AMBROSIO DE SPÍNOLA
Campamento de Casale
Salí de Bruselas en los primeros días de enero de 1628, después de haberme despedido con profundo sentimiento de la infanta Isabel.
Ambos presentíamos que esa sería la última vez que nos veríamos. Las lágrimas afluyeron a sus ojos y, por qué negarlo, también a los míos.
Habían sido muchos años compartidos de sinsabores, ilusiones, triunfos y decepciones los que habíamos pasado juntos. En ella siempre encontré apoyo, comprensión y un talento político especial poco frecuente en las mujeres de su rango, heredado seguramente de su augusto padre.
También fue triste la despedida del ejército y de los representantes de las provincias leales, mitigada por la vaga esperanza de mi vuelta a Flandes con los recursos necesarios para enderezar la guerra. Una quimera, como en el fondo sabían los más avisados de la situación.
Acompañado de la principal nobleza del país llegué hasta la frontera de Francia, y entré acompañado de mi hijo Felipe y de mi yerno, el marqués de Leganés.
La primera etapa del viaje fue hasta París, y desde allí me adelanté al resto de la comitiva para llegar pronto a presencia del rey.
Ya en Francia, salió a cumplimentarme un gentilhombre de la corte de Francia y me dispuse a cumplir la misión especial que mi soberano me había encomendado: saludar al rey francés Luis XIII y procurar estrechar las relaciones de amistad y cooperación sobre los asuntos de Italia que manejaba su primer ministro Richelieu. Con el astuto cardenal mantenía yo estrecha correspondencia, aunque, en honor a la verdad, con poco fruto.
En esos momentos, Luis XIII sitiaba la plaza fuerte de La Rochela, en la que resistían con tenacidad los hugonotes. El conde-duque de Olivares, pensando lisonjear con eso a Richelieu, había enviado una gruesa armada de galeones para ayudar a la francesa y conseguir la pronta rendición de la plaza.
Una legua antes de llegar al campamento de La Rochela salió a mi encuentro el mariscal Sciomberg con un selecto acompañamiento. Cuando llegué a la tienda que me estaba preparada, me visitaron en nombre del rey Luis y del cardenal varios personajes de la corte francesa, y el más autorizado de ellos me ofreció el bastón de general, con el ruego de que me encargara de la dirección de aquel cerco en nombre del monarca galo.
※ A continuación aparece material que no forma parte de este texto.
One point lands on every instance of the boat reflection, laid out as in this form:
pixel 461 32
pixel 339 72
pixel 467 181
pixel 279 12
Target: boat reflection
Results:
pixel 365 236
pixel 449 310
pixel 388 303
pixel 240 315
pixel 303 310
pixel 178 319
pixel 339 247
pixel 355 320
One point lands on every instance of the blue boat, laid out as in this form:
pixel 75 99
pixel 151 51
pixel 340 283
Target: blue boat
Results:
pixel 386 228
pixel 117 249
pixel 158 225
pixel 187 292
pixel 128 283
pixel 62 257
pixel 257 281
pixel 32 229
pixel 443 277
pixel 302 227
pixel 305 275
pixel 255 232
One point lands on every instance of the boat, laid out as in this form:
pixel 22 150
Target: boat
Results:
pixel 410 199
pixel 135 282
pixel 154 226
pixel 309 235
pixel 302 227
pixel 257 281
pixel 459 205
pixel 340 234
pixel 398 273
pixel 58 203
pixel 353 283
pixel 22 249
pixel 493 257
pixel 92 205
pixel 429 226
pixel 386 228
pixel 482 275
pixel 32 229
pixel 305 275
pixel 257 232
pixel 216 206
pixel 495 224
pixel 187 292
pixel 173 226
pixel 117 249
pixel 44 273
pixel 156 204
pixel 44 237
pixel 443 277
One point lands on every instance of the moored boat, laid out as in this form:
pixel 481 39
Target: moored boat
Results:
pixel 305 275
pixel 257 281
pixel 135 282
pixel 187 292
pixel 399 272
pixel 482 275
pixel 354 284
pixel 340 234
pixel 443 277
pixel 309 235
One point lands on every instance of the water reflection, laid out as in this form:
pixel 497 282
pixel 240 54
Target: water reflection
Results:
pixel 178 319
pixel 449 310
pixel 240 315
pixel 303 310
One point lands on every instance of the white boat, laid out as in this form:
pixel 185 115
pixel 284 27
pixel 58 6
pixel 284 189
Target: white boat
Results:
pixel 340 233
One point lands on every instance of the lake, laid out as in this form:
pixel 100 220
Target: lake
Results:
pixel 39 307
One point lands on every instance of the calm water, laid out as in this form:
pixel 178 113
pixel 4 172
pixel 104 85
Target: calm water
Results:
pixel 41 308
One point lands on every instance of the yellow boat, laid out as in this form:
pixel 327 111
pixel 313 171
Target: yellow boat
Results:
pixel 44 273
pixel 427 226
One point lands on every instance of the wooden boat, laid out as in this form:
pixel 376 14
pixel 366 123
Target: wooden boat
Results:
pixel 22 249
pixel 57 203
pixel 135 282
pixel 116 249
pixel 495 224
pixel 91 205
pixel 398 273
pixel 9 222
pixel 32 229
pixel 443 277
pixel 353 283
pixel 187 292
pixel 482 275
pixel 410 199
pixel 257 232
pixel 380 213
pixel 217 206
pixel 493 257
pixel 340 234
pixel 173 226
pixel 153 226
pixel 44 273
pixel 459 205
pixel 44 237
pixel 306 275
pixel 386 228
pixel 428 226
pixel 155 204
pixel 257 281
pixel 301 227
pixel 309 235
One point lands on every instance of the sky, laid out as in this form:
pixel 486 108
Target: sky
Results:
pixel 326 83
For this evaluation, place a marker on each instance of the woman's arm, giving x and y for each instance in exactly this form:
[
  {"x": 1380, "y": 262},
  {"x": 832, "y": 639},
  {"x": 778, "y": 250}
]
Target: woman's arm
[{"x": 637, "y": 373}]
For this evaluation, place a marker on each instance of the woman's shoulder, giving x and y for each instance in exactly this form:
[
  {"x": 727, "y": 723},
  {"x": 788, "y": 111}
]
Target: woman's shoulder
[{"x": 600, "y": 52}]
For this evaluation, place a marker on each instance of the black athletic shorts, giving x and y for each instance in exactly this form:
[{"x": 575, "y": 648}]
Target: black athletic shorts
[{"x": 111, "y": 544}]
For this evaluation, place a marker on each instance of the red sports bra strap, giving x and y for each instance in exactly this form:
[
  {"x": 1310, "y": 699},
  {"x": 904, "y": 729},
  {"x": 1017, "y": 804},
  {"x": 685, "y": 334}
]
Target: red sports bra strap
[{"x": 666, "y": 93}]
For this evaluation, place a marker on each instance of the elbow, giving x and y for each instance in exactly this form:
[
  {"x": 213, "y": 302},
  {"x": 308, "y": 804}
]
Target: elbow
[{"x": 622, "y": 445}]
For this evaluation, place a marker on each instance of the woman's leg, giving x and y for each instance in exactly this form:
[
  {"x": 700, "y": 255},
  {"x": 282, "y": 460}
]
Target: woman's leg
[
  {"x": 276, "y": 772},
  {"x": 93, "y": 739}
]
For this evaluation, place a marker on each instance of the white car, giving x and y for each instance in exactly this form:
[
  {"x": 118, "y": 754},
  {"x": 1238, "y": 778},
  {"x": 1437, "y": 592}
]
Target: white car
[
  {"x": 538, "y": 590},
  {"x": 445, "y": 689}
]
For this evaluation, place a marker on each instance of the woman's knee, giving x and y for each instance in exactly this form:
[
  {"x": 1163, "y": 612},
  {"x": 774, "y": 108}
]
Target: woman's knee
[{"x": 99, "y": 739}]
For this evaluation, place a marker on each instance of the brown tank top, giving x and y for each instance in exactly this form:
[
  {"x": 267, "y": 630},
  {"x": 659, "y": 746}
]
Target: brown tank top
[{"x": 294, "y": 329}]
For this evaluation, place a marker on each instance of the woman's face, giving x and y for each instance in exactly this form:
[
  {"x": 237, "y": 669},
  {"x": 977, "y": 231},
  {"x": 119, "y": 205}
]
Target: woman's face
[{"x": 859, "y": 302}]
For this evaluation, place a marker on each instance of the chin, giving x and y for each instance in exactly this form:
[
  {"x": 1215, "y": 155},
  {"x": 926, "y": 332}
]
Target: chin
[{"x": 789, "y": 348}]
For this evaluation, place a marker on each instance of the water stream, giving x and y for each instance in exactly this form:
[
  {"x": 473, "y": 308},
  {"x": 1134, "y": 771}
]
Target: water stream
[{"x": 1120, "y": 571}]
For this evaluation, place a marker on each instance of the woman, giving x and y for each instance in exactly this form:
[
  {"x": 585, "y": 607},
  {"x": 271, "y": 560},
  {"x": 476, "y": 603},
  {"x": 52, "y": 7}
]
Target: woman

Un día después de aquellos honores fui a dar las gracias al rey Luis, que me acogió con honrosas muestras de afecto, aunque bien conozco yo, a estas alturas, cuán voluble es el favor de los soberanos de este mundo en materia de Estado. Un terreno resbaladizo e inseguro, donde lo que hoy es blanco mañana es negro, y lo que ahora son elogios, poco después son críticas y reproches. Pero así es el mundo y hemos de lidiar con él o retirarnos a rumiar nuestra adversidad.